[Update] AWS FIS now enables resilience testing for S3 Express One Zone
Introduction
AWS FIS (Fault Injection Service) now supports resilience testing for S3 Express One Zone. S3 Express One Zone is a storage class designed for workloads requiring high-speed access to S3. With this update, you can use AWS FIS to verify your application's behavior during AZ failures in advance.
Update Overview
The AWS FIS aws:network:disrupt-connectivity
action can now block connections to S3 Express One Zone directory buckets. For example, you can now perform the following validations in advance:
- Whether your application's failover mechanism works correctly
- Whether recovery processes function properly
- Whether your monitoring system can detect access failures to S3 Express One Zone
My Use Case
Here's an example of using AWS ParallelCluster with spot instances. When spot interruptions occur, you might implement a mechanism to evacuate locally generated intermediate files. S3 Express One Zone can be used as the evacuation destination. The purpose is to preserve intermediate computation files so that processing can be resumed.

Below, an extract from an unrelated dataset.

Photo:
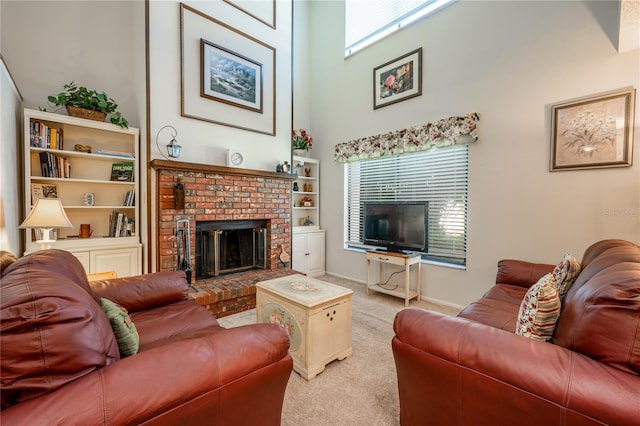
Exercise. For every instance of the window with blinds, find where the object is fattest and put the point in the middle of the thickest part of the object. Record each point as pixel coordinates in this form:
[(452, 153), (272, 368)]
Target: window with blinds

Intermediate files can sometimes consist of many small files, and it's meaningless if you cannot evacuate all files within the 2-minute interruption period. For such cases, S3 Express One Zone directory buckets are effective.
Test Environment
I prepared an environment where an EC2 instance accesses an S3 Express One Zone directory bucket.
### Operation Verification
Verify that file uploads are working correctly with AWS CLI.
# Upload
$ aws s3 cp ./test-file-1mb.dat s3://mountpoint-for-s3--apne1-az4--x-s3/
upload: ./test-file-1mb.dat to s3://mountpoint-for-s3--apne1-az4--x-s3/test-file-1mb.dat
# Check file
$ aws s3 ls s3://mountpoint-for-s3--apne1-az4--x-s3/ --recursive
2025-08-30 01:18:10 1048576 test-file-1mb.dat
Also verify operation with a script using boto3.
#!/usr/bin/env python3
import boto3
import uuid
from datetime import datetime
# Configuration
BUCKET_NAME = 'mountpoint-for-s3--apne1-az4--x-s3'
FILE_PATH = 'test-file-1mb.dat'
# Generate random prefix
timestamp = datetime.now().strftime("%Y%m%d_%H%M%S")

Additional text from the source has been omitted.